Wednesday, April 23, 2008

Not funny, but it kind of is...

Have you heard about the latest spam scam? Those pesky scammers are targeting attorneys, and hitting us where we live (some attorneys anyway). Right in the ego.

Starts out with the usual professionally polite nearly sychophantic introduction, commenting on how the attorney was referred to the scammer by some lofty individual or organization. My recommendation came via the U.S. Chamber of Commerce, so they said. The story goes that Mr. Scammer is owed significant sums of money by some nefarious deadbeat located in the attorney's jurisdiction. But of course, since Mr. Scammer is located in some foreign locale, it is very difficult for him to try to collect. Because of the attorney's stellar reputation, Mr. Scammer is just certain the attorney could obtain that money.

For those simple individuals that took the bait, here's what happens. The attorney sends a demand letter to Deadbeat, Inc. (or Mr. Deadbeat, as the case may be). Deadbeat, Inc., due in no small part to the attorney's aggressive tactics, stellar reputation, and impressive legal acumen, immediately forwards a certified check to the attorney via overnight courier. Mr. Scammer is so grateful, and requests the attorney to please wire the funds and of course keep a healthy, nay, HUGE fee for the valiant efforts in bringing Deadbeat, Inc. to justice so quickly. Without breaking a sweat. Before tee time!

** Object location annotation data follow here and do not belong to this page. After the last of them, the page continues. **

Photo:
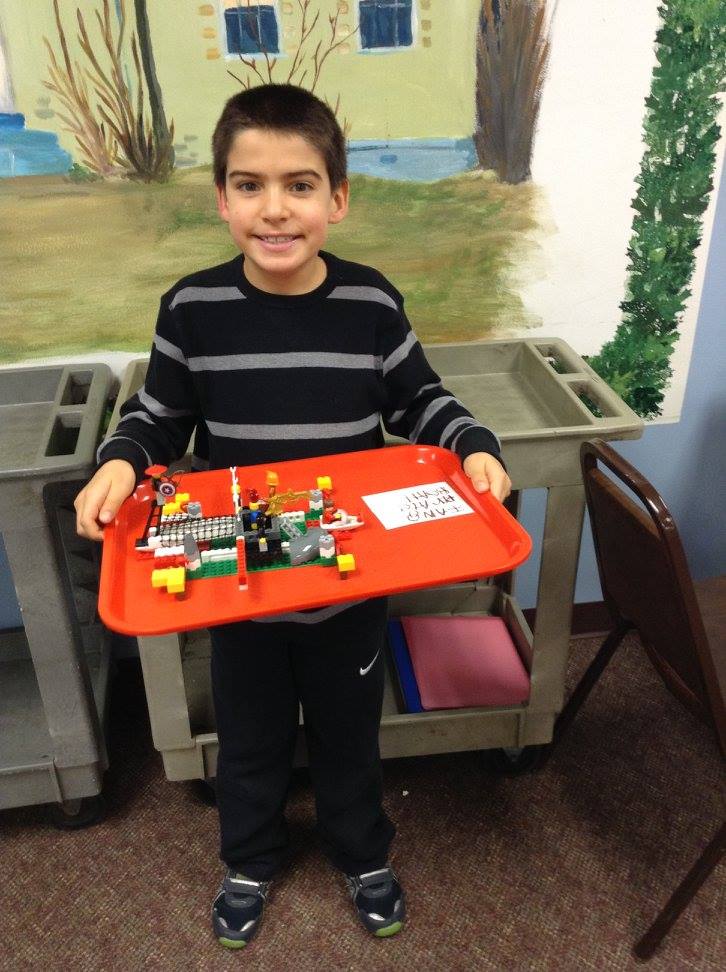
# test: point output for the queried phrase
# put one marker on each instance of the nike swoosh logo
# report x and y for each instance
(364, 671)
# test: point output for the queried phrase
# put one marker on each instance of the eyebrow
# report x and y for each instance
(241, 173)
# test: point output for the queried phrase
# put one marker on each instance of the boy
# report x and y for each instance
(287, 352)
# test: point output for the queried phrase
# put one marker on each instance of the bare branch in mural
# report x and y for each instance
(512, 52)
(135, 146)
(98, 147)
(307, 62)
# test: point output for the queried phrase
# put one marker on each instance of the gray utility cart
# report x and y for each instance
(54, 672)
(543, 400)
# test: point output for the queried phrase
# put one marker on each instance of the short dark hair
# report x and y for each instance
(280, 108)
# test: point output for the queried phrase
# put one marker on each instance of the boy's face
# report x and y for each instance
(278, 202)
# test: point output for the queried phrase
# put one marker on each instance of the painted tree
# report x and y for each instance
(675, 181)
(313, 46)
(162, 134)
(105, 111)
(512, 51)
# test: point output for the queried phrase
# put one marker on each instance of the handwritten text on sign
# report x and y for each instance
(416, 504)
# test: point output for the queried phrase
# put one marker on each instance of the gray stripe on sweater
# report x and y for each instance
(214, 294)
(312, 430)
(362, 293)
(170, 350)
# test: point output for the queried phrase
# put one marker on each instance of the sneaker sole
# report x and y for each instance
(231, 943)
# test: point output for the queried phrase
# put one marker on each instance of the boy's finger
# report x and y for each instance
(113, 500)
(86, 517)
(499, 484)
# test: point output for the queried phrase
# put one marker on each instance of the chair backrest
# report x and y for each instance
(646, 581)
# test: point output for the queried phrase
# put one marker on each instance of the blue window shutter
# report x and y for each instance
(385, 23)
(251, 30)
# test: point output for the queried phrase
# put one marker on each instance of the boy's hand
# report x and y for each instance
(487, 473)
(99, 500)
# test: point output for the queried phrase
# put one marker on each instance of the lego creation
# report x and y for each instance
(258, 532)
(196, 549)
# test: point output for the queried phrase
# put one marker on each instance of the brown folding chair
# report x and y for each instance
(647, 587)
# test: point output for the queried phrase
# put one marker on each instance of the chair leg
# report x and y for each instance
(587, 682)
(681, 897)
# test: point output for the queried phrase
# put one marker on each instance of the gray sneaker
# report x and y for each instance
(378, 900)
(237, 909)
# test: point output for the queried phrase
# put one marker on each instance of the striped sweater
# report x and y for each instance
(258, 377)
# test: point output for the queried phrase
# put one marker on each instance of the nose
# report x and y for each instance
(274, 204)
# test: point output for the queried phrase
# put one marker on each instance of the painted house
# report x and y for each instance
(403, 71)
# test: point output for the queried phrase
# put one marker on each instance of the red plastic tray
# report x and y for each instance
(487, 542)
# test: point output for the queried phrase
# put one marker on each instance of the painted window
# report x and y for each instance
(251, 28)
(385, 23)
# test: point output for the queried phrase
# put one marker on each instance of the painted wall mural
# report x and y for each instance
(518, 167)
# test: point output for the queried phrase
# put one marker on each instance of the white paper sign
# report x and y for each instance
(416, 504)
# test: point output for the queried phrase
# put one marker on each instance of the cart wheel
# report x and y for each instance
(75, 814)
(516, 762)
(205, 791)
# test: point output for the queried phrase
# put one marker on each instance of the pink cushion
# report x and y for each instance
(465, 662)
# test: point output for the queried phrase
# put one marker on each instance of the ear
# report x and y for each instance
(222, 206)
(339, 202)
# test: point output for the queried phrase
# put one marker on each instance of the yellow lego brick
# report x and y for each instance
(176, 580)
(346, 563)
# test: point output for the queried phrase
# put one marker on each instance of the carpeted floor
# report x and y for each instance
(562, 869)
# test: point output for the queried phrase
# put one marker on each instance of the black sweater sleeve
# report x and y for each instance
(418, 407)
(157, 422)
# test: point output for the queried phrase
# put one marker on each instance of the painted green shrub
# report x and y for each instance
(675, 180)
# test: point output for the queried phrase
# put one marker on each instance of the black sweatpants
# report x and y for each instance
(260, 671)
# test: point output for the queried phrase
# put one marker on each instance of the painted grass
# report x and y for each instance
(82, 266)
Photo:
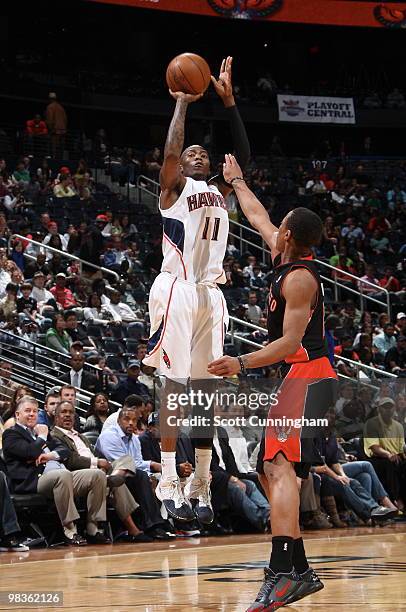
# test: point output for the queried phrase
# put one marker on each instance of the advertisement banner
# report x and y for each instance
(364, 13)
(315, 109)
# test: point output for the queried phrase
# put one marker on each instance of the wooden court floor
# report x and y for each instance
(363, 570)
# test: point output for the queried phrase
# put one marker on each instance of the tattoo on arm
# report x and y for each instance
(176, 132)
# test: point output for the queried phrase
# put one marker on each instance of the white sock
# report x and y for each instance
(91, 528)
(69, 530)
(168, 462)
(202, 462)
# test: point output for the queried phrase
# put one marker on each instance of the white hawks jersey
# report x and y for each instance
(195, 234)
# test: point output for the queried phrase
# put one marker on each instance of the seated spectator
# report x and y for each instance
(53, 232)
(36, 127)
(56, 337)
(120, 440)
(10, 539)
(8, 304)
(395, 358)
(78, 378)
(254, 312)
(44, 298)
(64, 189)
(9, 415)
(77, 332)
(131, 384)
(350, 423)
(97, 413)
(120, 311)
(46, 415)
(82, 458)
(26, 304)
(96, 313)
(35, 465)
(384, 446)
(63, 296)
(7, 386)
(21, 174)
(385, 341)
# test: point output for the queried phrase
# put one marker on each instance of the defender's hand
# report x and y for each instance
(223, 84)
(186, 98)
(225, 366)
(231, 169)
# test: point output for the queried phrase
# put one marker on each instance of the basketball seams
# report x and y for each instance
(186, 80)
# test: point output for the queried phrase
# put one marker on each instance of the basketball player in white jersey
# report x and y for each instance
(188, 312)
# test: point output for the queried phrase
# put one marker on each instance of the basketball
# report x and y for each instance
(189, 73)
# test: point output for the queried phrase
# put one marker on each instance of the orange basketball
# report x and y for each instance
(189, 73)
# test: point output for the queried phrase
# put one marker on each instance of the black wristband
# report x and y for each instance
(237, 178)
(242, 366)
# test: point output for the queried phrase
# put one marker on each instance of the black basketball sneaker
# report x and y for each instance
(309, 583)
(276, 591)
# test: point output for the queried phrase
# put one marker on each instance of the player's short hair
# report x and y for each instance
(306, 227)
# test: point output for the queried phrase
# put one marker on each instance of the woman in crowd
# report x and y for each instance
(8, 416)
(56, 337)
(97, 413)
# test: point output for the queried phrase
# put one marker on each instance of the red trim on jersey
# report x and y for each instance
(178, 252)
(156, 347)
(292, 398)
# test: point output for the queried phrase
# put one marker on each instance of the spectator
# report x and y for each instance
(10, 539)
(9, 415)
(78, 378)
(120, 311)
(254, 312)
(119, 440)
(56, 337)
(77, 332)
(385, 341)
(384, 445)
(395, 358)
(97, 413)
(57, 125)
(35, 465)
(63, 296)
(7, 386)
(131, 385)
(46, 415)
(82, 458)
(64, 189)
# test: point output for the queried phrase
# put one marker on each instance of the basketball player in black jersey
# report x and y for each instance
(296, 337)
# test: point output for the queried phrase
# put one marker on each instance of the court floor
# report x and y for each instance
(363, 570)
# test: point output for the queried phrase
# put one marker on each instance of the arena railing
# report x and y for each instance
(234, 322)
(237, 230)
(46, 247)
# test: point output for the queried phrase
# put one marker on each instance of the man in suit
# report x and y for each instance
(81, 457)
(78, 378)
(35, 464)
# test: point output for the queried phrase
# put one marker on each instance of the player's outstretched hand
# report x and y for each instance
(223, 84)
(225, 366)
(188, 98)
(231, 169)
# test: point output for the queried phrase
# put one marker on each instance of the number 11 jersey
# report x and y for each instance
(195, 233)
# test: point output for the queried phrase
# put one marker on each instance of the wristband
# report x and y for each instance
(242, 366)
(237, 178)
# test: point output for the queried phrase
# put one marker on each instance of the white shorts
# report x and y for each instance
(188, 326)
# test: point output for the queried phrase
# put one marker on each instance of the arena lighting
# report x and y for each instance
(362, 13)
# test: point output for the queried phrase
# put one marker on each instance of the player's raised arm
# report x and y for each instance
(170, 178)
(300, 293)
(224, 89)
(252, 208)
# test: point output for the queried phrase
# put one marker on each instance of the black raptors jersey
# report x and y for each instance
(313, 344)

Here's where it gets comical/sad. The check was a forgery and Mr. Scammer and Deadbeat, Inc. are in cahoots (if not the same individual). The attorney gets to pony up the shortfall in his trust account.

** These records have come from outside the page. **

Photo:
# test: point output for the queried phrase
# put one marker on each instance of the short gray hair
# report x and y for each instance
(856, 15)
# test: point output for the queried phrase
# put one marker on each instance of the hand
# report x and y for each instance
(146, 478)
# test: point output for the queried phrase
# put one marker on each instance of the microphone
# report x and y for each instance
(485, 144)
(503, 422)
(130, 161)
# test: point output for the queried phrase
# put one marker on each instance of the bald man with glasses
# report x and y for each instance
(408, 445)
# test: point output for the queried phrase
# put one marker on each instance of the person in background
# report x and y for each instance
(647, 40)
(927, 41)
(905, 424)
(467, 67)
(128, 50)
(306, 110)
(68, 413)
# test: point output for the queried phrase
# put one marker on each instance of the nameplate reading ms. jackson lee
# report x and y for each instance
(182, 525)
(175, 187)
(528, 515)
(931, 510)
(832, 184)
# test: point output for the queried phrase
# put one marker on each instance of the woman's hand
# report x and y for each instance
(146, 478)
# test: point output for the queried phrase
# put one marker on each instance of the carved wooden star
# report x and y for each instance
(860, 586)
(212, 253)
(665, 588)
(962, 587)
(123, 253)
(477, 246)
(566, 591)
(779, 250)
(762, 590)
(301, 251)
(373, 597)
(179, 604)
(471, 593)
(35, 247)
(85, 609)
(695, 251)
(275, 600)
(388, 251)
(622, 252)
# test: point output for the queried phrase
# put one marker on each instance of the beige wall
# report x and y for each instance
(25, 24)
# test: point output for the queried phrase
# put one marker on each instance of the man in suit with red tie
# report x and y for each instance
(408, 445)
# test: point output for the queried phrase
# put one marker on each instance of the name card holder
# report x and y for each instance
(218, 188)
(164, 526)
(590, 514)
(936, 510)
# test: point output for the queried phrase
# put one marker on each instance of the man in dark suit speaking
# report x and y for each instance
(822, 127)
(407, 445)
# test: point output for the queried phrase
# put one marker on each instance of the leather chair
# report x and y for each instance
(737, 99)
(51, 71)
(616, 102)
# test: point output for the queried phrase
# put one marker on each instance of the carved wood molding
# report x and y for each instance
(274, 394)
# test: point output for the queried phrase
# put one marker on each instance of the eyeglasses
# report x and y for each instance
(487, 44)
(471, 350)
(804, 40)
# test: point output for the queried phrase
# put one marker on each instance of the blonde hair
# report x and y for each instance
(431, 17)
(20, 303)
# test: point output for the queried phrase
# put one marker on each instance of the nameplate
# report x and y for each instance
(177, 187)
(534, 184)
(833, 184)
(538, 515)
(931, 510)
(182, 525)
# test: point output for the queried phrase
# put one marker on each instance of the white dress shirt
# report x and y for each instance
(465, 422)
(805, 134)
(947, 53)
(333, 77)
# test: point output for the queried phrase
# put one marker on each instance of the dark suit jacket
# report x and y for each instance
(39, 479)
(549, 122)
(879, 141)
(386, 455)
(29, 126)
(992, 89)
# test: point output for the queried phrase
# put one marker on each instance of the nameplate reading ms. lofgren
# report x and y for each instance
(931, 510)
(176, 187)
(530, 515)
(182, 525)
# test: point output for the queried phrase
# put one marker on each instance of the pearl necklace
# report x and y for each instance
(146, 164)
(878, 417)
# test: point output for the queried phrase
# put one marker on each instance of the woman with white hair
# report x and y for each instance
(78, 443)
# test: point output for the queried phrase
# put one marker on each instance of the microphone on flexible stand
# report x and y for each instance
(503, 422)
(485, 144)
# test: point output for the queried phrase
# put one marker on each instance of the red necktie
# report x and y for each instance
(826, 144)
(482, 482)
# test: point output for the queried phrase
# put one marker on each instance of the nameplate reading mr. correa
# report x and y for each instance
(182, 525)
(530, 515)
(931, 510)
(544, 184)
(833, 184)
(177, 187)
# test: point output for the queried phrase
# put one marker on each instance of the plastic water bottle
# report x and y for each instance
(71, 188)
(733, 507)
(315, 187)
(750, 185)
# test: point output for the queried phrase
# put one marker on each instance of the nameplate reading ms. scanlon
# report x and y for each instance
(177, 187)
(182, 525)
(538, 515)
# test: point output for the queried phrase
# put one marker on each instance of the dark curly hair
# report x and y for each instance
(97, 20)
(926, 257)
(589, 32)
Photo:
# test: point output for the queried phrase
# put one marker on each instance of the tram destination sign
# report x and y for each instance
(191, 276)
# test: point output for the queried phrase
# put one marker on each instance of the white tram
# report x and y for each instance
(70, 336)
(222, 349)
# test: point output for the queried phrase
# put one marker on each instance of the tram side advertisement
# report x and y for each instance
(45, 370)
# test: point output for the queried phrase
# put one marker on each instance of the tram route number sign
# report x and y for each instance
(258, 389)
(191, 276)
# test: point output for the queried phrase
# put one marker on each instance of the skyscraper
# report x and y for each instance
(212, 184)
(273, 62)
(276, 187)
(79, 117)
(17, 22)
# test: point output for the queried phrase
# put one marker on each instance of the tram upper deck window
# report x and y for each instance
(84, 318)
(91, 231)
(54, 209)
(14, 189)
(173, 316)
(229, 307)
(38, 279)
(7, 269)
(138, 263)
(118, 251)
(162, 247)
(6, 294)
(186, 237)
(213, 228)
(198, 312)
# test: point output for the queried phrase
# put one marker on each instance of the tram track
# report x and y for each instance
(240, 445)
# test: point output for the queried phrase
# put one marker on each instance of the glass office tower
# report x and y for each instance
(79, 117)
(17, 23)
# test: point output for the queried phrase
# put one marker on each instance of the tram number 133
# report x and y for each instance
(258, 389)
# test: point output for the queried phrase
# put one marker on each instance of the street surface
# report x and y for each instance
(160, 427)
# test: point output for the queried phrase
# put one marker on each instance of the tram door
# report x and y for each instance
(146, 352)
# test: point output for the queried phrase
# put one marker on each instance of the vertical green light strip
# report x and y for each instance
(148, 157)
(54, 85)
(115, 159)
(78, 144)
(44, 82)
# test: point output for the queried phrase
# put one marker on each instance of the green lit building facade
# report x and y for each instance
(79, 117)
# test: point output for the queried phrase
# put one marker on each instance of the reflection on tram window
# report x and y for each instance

Seriously, if it sounds too good to be true.........

Tuesday, April 22, 2008

Certified Checks at Closing

I just got yelled at, and likely lost a client, because [competitor's names deleted] don't require certified funds at closing.

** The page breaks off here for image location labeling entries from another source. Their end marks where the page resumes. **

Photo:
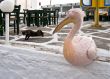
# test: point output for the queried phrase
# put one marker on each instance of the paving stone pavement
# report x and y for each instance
(42, 56)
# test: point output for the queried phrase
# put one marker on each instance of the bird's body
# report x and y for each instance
(78, 50)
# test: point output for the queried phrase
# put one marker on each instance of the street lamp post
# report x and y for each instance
(7, 6)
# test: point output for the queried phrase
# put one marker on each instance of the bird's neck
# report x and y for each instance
(74, 29)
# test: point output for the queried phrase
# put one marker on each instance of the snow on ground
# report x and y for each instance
(21, 63)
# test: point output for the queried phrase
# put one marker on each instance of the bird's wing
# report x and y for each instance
(91, 52)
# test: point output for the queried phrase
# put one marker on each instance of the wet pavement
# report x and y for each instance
(41, 57)
(100, 35)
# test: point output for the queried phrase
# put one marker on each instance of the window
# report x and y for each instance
(87, 2)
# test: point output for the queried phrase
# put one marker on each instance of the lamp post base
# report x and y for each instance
(97, 26)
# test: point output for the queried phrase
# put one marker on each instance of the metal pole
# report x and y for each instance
(50, 2)
(97, 15)
(15, 2)
(7, 28)
(25, 4)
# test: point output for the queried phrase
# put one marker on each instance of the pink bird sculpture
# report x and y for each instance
(78, 50)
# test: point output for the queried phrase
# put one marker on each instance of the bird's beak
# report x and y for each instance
(66, 21)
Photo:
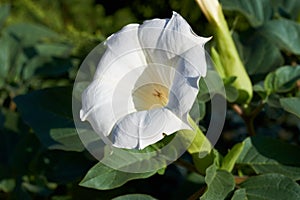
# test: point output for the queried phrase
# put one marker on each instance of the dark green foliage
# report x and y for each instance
(42, 44)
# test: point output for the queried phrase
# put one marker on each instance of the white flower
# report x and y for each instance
(145, 83)
(211, 9)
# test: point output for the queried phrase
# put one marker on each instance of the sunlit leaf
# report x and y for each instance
(284, 33)
(4, 12)
(268, 186)
(102, 177)
(134, 197)
(283, 79)
(219, 183)
(266, 155)
(256, 11)
(47, 109)
(291, 104)
(229, 160)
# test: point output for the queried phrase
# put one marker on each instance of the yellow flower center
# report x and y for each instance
(150, 96)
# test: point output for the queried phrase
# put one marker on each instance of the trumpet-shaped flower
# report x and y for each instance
(145, 83)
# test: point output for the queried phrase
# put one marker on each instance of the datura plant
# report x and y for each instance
(225, 54)
(145, 83)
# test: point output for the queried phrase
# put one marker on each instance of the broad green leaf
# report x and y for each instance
(68, 139)
(64, 167)
(4, 12)
(219, 183)
(232, 93)
(283, 79)
(102, 177)
(266, 155)
(288, 9)
(240, 194)
(255, 11)
(202, 163)
(47, 109)
(200, 143)
(268, 186)
(7, 185)
(284, 33)
(198, 111)
(229, 160)
(53, 49)
(46, 66)
(209, 86)
(260, 90)
(291, 104)
(134, 197)
(260, 55)
(8, 52)
(30, 34)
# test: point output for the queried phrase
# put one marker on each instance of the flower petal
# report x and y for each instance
(116, 74)
(190, 67)
(164, 39)
(140, 129)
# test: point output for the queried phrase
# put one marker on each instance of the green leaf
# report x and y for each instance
(202, 163)
(288, 9)
(200, 143)
(53, 49)
(8, 52)
(68, 139)
(219, 183)
(102, 177)
(229, 160)
(134, 197)
(232, 93)
(240, 194)
(209, 86)
(260, 55)
(47, 109)
(4, 13)
(283, 79)
(267, 155)
(291, 104)
(7, 185)
(255, 11)
(30, 34)
(268, 186)
(46, 66)
(284, 33)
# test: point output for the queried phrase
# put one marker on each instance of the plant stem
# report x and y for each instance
(190, 167)
(248, 117)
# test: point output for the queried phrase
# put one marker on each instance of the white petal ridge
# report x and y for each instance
(163, 53)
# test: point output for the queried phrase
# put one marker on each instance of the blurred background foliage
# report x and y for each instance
(42, 44)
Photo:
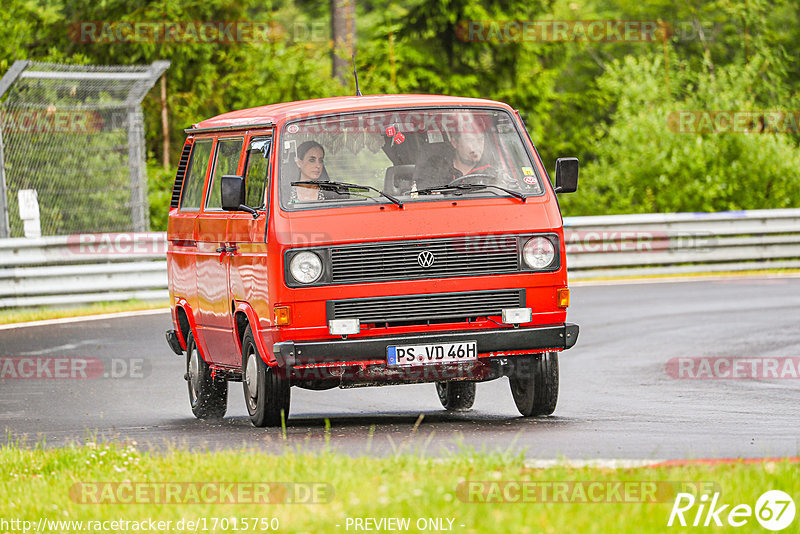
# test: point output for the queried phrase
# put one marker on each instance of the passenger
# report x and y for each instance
(310, 163)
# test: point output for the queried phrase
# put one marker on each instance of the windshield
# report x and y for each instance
(414, 155)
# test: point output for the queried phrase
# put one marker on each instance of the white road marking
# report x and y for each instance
(66, 320)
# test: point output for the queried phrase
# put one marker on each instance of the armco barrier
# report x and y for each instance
(103, 267)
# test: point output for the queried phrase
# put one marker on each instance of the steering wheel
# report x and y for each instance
(503, 179)
(458, 180)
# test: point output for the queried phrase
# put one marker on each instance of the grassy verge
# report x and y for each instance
(22, 315)
(65, 484)
(678, 276)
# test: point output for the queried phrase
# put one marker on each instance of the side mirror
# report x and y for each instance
(232, 192)
(233, 195)
(566, 175)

We were acting as closing agent for a large Midwestern Bank located in the US (get it?). The buyer was getting ready to give me a $35,000 personal check at closing. Attorneys in Illinois and Iowa are required to obtain certified funds or wire transfers if they are planning to disburse before check clearance. Makes sense, don't you think? I wonder why the same isn't required of title companies. And even more curious, why would a title company even want to accept personal checks. [The good funds act now requires this.]

Sure, most people's checks will clear. Ignore for the moment those that don't. Banks now put a three to ten day hold on personal checks before the funds are available. That means, if a closing agent disburses at closing or shortly thereafter, they are disbursing money that belongs to someone else. The money for that transaction won't be available for a week or more, but here they are ponying up money that belongs to someone else. At some point, that little house of cards is doomed to collapse, whether it's because there is not enough float, or funds don't arrive on time, or business slows down to the point they don't have enough money to cover YOUR closing.

The excitement which would ensue for a check which did not clear really does not require discussion.

I asked the buyer on which bank the check was drawn, hoping it was nearby so she could just zip over there to get a certified check. She told me it was Bank A, and passed a check over to me drawn on Bank B. I pointed this out, and she rifled through her purse and announced that she did not have the checks with her for Bank A--the bank where money was located! So, yes, her check would have bounced. I try to follow the rules, and I get yelled at and lose a client.

So, I put it to you: Would you want to have your closing for your purchase or your sale at a closing agent's office who accepts personal checks and is using money that belongs to someone else to fund your closing? Or would you prefer to close at a title agent who diligently obtains good funds from all parties so there are no, um, "complications" which can occur when it is time to divvy up the money?

Tuesday, April 1, 2008

Iowa Delay of Sale in Foreclosures

Iowa's foreclosure laws have some unusual quirks. One is the ability to request a delay of sale. Make no mistake--requesting a delay of sale does nothing except delay the date of the sheriff's sale. Here is a brief overview of how delay of sale works:

A foreclosure petition is filed.

The borrower/mortgagor/defendant (will call this person the borrower from here on out) files a demand for delay of sale.

If the property is not the residence of the borrower, the sheriff's sale will be delayed two months from the date the foreclosure decree is entered.

If the property is the residence of the borrower, and the lender is seeking a deficiency judgment, the sheriff's sale will be delayed twelve months from the date the foreclosure decree is entered. A deficiency judgment is best explained with an example: The borrower owes $100,000 on the mortgage. The lender only gets $80,000 when it sells the property after the foreclosure. The $20,000 difference is the deficiency. If the lender is going to try to get that difference from the borrower, the lender is seeking a deficiency judgment.

If the property is the residence of the borrower, and the lender is NOT seeking a deficiency judgment, the sheriff's sale will be delayed six months from the date the foreclosure decree is entered.

Remember, these delay periods only apply IF the borrower demands a delay of sale.